Curiosamente, sus días favoritos eran los lluviosos. Días grises y oscuros, en los que reinaba un silencio casi místico, roto únicamente por el repiqueteo del agua. La lluvia hacía que se sintiera libre. Observaba la manera en la que la gente huía de ella, tratando inútilmente de evitar que sus pertenencias se mojaran, como si les fuera la vida en ello. A él, sin embargo, le encantaba llegar a casa calado hasta los huesos. No le importaba mojarse, pues sabía que no tenía nada que perder. En cierto modo, ya lo había perdido todo.

Un, dos. Un, dos. Un, dos…

Le gustaba recordarla así, con esa sonrisa tan encantadora que dibujaba dos pequeños hoyuelos en sus mejillas. A ella nunca le había gustado ese diminuto capricho de la naturaleza, pero a él le parecía delicioso.

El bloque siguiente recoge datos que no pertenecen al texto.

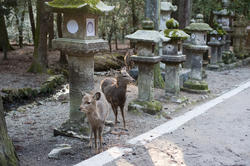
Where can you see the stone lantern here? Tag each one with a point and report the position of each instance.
(196, 48)
(214, 44)
(173, 57)
(145, 58)
(166, 9)
(239, 35)
(223, 17)
(80, 41)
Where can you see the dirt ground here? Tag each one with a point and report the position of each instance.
(31, 126)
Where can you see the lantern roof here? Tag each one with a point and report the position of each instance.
(148, 36)
(76, 5)
(168, 6)
(199, 25)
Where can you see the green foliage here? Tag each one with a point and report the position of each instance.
(241, 7)
(6, 6)
(206, 7)
(72, 3)
(172, 24)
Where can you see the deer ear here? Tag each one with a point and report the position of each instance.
(97, 96)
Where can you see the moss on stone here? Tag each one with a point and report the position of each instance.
(198, 27)
(172, 24)
(176, 34)
(150, 107)
(72, 3)
(196, 85)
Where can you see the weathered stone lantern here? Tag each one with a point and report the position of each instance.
(239, 40)
(173, 57)
(146, 60)
(166, 9)
(80, 41)
(196, 48)
(214, 44)
(223, 17)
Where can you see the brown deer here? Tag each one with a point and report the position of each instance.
(115, 92)
(127, 59)
(96, 109)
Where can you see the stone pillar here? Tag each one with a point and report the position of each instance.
(239, 35)
(152, 11)
(197, 47)
(166, 9)
(146, 60)
(214, 45)
(81, 79)
(80, 41)
(220, 49)
(145, 82)
(173, 58)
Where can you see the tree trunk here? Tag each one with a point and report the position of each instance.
(51, 30)
(20, 23)
(32, 21)
(8, 155)
(40, 61)
(4, 39)
(63, 57)
(184, 7)
(134, 17)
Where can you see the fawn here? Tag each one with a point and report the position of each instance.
(96, 109)
(115, 92)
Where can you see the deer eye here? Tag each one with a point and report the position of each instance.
(87, 102)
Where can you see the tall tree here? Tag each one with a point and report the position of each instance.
(63, 57)
(5, 7)
(8, 156)
(20, 10)
(40, 61)
(32, 20)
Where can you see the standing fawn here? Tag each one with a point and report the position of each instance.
(115, 92)
(96, 109)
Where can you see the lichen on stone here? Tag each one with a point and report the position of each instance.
(176, 34)
(198, 27)
(72, 3)
(172, 24)
(196, 85)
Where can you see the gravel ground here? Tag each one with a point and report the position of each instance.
(31, 126)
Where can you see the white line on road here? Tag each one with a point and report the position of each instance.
(116, 152)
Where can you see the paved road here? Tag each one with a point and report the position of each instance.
(219, 137)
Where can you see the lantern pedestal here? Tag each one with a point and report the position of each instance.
(81, 79)
(172, 77)
(196, 83)
(214, 44)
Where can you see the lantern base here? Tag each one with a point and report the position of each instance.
(196, 86)
(177, 99)
(213, 67)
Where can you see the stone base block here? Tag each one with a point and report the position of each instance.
(177, 99)
(213, 67)
(150, 107)
(76, 129)
(196, 86)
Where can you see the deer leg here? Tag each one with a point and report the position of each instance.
(124, 122)
(115, 112)
(100, 138)
(95, 137)
(91, 137)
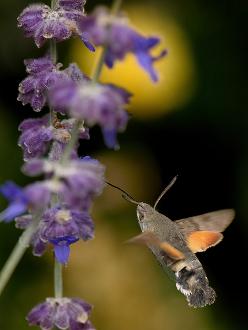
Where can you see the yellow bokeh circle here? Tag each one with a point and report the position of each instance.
(176, 71)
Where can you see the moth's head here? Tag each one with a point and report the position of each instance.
(144, 211)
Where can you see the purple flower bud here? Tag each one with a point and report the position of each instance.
(63, 313)
(35, 196)
(71, 5)
(18, 201)
(43, 23)
(37, 134)
(35, 137)
(42, 75)
(39, 246)
(78, 181)
(104, 29)
(38, 195)
(93, 103)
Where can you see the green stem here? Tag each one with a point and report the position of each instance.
(116, 7)
(99, 66)
(71, 144)
(58, 279)
(17, 253)
(53, 51)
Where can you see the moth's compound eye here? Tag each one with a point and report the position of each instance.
(140, 213)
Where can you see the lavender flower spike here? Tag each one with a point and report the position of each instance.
(62, 313)
(34, 197)
(94, 104)
(63, 227)
(114, 32)
(43, 23)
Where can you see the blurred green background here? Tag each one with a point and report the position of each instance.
(192, 123)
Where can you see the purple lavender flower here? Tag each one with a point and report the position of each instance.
(63, 227)
(39, 246)
(42, 75)
(77, 182)
(43, 23)
(37, 135)
(63, 313)
(35, 197)
(16, 197)
(93, 103)
(104, 29)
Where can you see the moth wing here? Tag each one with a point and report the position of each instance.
(213, 221)
(199, 241)
(149, 238)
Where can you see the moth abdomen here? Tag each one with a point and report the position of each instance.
(194, 285)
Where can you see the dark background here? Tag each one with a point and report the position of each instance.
(204, 141)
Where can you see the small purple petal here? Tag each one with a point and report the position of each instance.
(13, 210)
(42, 315)
(85, 38)
(24, 221)
(110, 138)
(10, 190)
(33, 167)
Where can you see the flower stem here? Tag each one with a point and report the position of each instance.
(58, 279)
(100, 62)
(53, 47)
(18, 252)
(71, 144)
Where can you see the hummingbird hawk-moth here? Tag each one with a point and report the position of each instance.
(174, 244)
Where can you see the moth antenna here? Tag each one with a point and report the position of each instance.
(125, 195)
(165, 191)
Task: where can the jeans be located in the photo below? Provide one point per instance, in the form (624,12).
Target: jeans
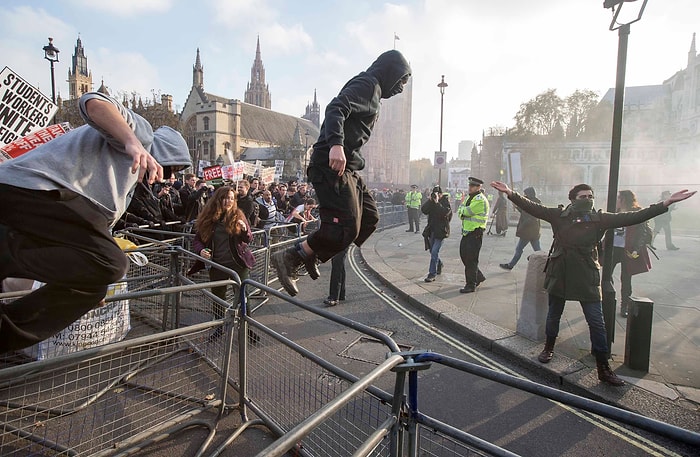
(336,290)
(593,312)
(520,247)
(435,245)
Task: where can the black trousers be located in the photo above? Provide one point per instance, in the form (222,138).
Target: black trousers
(347,209)
(337,283)
(63,240)
(469,249)
(220,291)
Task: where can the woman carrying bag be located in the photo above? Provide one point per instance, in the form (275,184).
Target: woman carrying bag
(222,235)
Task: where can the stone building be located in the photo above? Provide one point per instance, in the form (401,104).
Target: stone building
(221,129)
(387,154)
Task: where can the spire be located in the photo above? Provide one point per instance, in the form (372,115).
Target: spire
(692,54)
(258,92)
(296,137)
(103,88)
(198,72)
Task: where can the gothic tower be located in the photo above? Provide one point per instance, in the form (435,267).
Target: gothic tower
(79,77)
(258,93)
(198,72)
(313,112)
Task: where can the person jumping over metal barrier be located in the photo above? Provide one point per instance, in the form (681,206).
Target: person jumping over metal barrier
(348,212)
(58,203)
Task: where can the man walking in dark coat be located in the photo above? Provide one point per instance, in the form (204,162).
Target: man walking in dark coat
(573,271)
(347,210)
(439,213)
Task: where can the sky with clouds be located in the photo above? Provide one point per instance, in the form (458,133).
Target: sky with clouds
(494,54)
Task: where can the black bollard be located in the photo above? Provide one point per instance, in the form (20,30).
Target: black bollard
(638,340)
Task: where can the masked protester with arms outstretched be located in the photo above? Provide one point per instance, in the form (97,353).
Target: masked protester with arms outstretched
(573,271)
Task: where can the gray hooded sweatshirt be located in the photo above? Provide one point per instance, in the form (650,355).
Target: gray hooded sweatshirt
(93,164)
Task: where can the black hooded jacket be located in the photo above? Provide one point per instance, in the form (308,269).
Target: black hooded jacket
(350,116)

Pensaba en que siempre había sentido celos al verla jugar: centrada en el partido, no existía nada más para ella, y eso le volvía loco. Sabía que jamás lograría atraer tanto su atención como lo hacía aquel deporte. Admiraba y envidiaba a partes iguales la manera en la que la raqueta la completaba, exigiéndole más, pero haciéndola feliz a la vez. Esa compenetración que él jamás había sentido en persona.

Recordaba con una punzada de dolor cómo en otras ocasiones había discutido con ella por ese tema sin que ninguno de los dos llegara a dar su brazo a torcer. Solamente ahora se daba cuenta de lo egoísta que había sido.

Un, dos, un, dos, un, dos…

Se reía de ella cuando le animaba a practicar deporte –tenis no, por supuesto; eso lo guardaba solo para sí-. Él, todo un triunfador, ya había alcanzado más de lo que cualquiera podía desear a su edad, y se regodeaba en el hecho de poder mirar por encima del hombro al resto del mundo desde su recién adquirido sillón de cuero negro de despacho. Nunca había sido de los que se esforzaban sin tener en mente una meta bien definida, y eso no iba a cambiar ahora.

Ella le miraba con dulzura, sin llegar a entenderle, pero aceptándole tal y como era, a pesar de sus diferencias. Al fin y al cabo, eso era el amor.

Un, dos. Un, dos. Un, dos…

Recordaba el día en que empezó a correr. El cielo plomizo, la lluvia diminuta pero constante, y la pena que le embargaba a la vuelta del cementerio. Por primera vez en su vida, la visión de los zapatos oscuros y elegantes se le hacía insoportable, y la corbata le apretaba como una soga alrededor del cuello. Quería gritar, pero en lugar de ello, calló y guardó la compostura. Nadie habría esperado menos de él.

De repente, en aquel momento, ocurrió por primera vez: oyó su voz, clara y cercana, como si estuviera ahí. Echó a correr, sin saber bien si su propósito era alcanzarla o huir de ella. “Vamos, estoy contigo”, le dijo. Y él supo que esa voz no le abandonaría jamás.

Le preguntaban que por qué corría y no sabía muy bien qué responder. Aunque, en su cabeza, la respuesta estaba del todo clara: corría porque era la única manera de no estar solo. Ella corría junto a él… y en cierto modo se alegraba al pensar que los demás jamás lo entenderían.